Il professor Casu sottolinea che ancora non esiste uno studio accademico approfondito sulla diffusione effettiva del granchio blu nei nostri mari, e del suo effettivo impatto sulle comunità “nostrane”, se non alcune segnalazioni. Ci son però altri esempi simili. «In Sardegna la vongola filippina, Ruditapes philippinarum, importata nel Mediterraneo per scopi commerciali a fine anni Settanta, sta competendo con la specie autoctona R. decussatus. Nell’Adriatico ad esempio l’ha soppiantata completamente, con ricadute importanti a livello di biodiversità. In Sardegna è stata trovata per la prima volta nel golfo di Olbia».

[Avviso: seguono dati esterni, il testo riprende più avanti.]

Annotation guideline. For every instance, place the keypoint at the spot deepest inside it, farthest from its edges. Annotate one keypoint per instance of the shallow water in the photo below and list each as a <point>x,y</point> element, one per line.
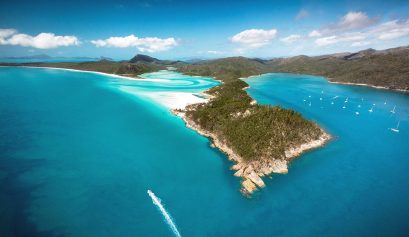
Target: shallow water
<point>78,152</point>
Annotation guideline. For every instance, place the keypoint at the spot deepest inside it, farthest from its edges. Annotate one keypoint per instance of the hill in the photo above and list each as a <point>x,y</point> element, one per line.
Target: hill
<point>382,68</point>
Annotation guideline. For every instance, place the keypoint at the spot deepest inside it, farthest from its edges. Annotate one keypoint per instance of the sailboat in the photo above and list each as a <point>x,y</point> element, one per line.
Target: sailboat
<point>371,110</point>
<point>362,100</point>
<point>393,111</point>
<point>395,129</point>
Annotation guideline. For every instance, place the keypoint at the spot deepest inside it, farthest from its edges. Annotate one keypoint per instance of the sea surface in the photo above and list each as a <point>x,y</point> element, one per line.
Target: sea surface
<point>83,154</point>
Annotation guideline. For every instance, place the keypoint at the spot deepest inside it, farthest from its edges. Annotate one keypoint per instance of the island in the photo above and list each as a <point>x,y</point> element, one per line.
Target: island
<point>260,139</point>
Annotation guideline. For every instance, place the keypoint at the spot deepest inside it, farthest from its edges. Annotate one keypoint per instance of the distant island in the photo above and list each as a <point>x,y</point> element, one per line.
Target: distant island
<point>261,139</point>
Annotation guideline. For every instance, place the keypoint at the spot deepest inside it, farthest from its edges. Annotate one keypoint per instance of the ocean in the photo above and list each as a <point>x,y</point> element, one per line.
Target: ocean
<point>84,154</point>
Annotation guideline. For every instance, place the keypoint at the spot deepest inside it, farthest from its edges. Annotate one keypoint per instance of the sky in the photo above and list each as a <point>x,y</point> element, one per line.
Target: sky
<point>171,29</point>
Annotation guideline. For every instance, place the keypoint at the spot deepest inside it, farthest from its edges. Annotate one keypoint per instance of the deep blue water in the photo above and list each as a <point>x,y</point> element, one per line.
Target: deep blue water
<point>78,152</point>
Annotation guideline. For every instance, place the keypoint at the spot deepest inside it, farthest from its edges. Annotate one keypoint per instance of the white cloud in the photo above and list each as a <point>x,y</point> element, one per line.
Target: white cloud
<point>302,14</point>
<point>290,39</point>
<point>355,20</point>
<point>215,52</point>
<point>254,38</point>
<point>360,43</point>
<point>4,33</point>
<point>391,30</point>
<point>148,44</point>
<point>40,41</point>
<point>350,21</point>
<point>334,39</point>
<point>314,33</point>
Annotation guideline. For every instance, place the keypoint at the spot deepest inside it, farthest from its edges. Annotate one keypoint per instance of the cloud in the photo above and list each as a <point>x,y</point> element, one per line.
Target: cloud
<point>355,20</point>
<point>391,30</point>
<point>314,33</point>
<point>290,39</point>
<point>40,41</point>
<point>360,30</point>
<point>360,43</point>
<point>350,21</point>
<point>4,33</point>
<point>254,38</point>
<point>334,39</point>
<point>148,44</point>
<point>302,14</point>
<point>215,52</point>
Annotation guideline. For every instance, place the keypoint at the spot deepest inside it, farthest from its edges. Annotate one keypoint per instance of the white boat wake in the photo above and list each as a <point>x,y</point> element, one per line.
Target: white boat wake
<point>165,214</point>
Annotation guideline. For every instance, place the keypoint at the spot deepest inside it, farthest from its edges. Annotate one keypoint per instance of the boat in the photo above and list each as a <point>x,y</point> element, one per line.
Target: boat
<point>371,110</point>
<point>395,129</point>
<point>393,111</point>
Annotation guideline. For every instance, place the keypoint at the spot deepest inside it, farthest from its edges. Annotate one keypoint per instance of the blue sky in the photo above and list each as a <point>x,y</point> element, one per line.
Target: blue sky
<point>199,29</point>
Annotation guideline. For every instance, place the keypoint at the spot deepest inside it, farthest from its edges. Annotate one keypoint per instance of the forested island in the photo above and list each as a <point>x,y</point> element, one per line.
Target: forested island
<point>261,139</point>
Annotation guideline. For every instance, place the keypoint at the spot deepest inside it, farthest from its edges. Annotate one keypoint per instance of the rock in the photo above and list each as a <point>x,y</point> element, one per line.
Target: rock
<point>239,173</point>
<point>256,179</point>
<point>280,166</point>
<point>237,166</point>
<point>248,186</point>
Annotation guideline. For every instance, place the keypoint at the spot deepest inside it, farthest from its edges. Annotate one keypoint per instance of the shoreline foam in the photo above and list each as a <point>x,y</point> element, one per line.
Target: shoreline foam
<point>170,100</point>
<point>250,171</point>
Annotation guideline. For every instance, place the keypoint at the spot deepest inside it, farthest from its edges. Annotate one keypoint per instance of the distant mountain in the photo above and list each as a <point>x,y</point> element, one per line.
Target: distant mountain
<point>38,56</point>
<point>144,58</point>
<point>105,58</point>
<point>386,68</point>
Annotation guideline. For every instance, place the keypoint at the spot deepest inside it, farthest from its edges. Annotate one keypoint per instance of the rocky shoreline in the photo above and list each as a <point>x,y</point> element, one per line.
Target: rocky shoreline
<point>252,172</point>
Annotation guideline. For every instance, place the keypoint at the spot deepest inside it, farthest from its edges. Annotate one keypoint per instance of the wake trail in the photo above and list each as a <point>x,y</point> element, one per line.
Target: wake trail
<point>157,202</point>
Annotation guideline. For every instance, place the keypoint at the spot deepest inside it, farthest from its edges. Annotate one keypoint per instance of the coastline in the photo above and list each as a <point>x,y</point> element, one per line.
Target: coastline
<point>251,172</point>
<point>170,100</point>
<point>367,85</point>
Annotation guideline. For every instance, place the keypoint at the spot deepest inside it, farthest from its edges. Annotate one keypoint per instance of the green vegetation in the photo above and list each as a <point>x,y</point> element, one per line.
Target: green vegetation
<point>259,131</point>
<point>252,131</point>
<point>387,68</point>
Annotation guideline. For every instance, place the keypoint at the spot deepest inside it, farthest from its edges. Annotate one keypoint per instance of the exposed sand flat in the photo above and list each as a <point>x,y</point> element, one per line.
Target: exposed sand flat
<point>169,99</point>
<point>174,100</point>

Quali sono le altre specie aliene presenti nei mari dell’isola? «Gli esempi sono tanti: dallo scorfanotto di Madeira alla fistularia. Quest’ultima, arrivata dal canale di Suez, ha avuto un’esplosione sino al 2010, poi forse il Mediterraneo stesso ne ha equilibrato la diffusione. Dal sud sono arrivate segnalazioni sporadiche della presenza del pesce coniglio, che arriva dal Mar Rosso e a Cipro e Creta ed è diventato uno dei pesci più comuni. C’è il Percnon Gibbesi, un altro tipo di granchio, esclusivamente erbivoro, avvistato in varie zone».

C’è poi un caso particolare che riguarda l’acqua dolce: il gambero marmorato Procambarus fallax. «È un tipo di crostaceo che si sta diffondendo e sta facendo compagnia a un’altra specie alloctona, il gambero rosso della Louisiana P. clarkii, arrivato già da tempo. Segnalati per la prima volta nell’Oristanese, si possono trovare nei canali di bonifica, ma essendo in grado di sopportare lunghi periodi di emersione e di spostarsi sulla terra ferma come granchi, possono arrivare anche nei torrentelli. Questo gambero è un predatore di larve di anfibi, e dunque potrebbe creare problemi e specie endemiche come l’euprotto sardo e il discoglosso, ma è anche portatore di un fungo che può creare patologie in altre specie di acqua dolce».

Cosa si può fare? «Trattandosi di specie che vivono sott’acqua le segnalazioni sono in generale poche, gli studi ancora meno, e in ogni caso la tropicalizzazione del Mediterraneo sta pian piano richiamando specie nuove. Le opere di eradicazione sono difficili e non sempre portano risultati, al massimo si possono fare operazioni di contenimento. La cosa che va certamente evitata – conclude Marco Casu – è introdurre nuove specie aliene».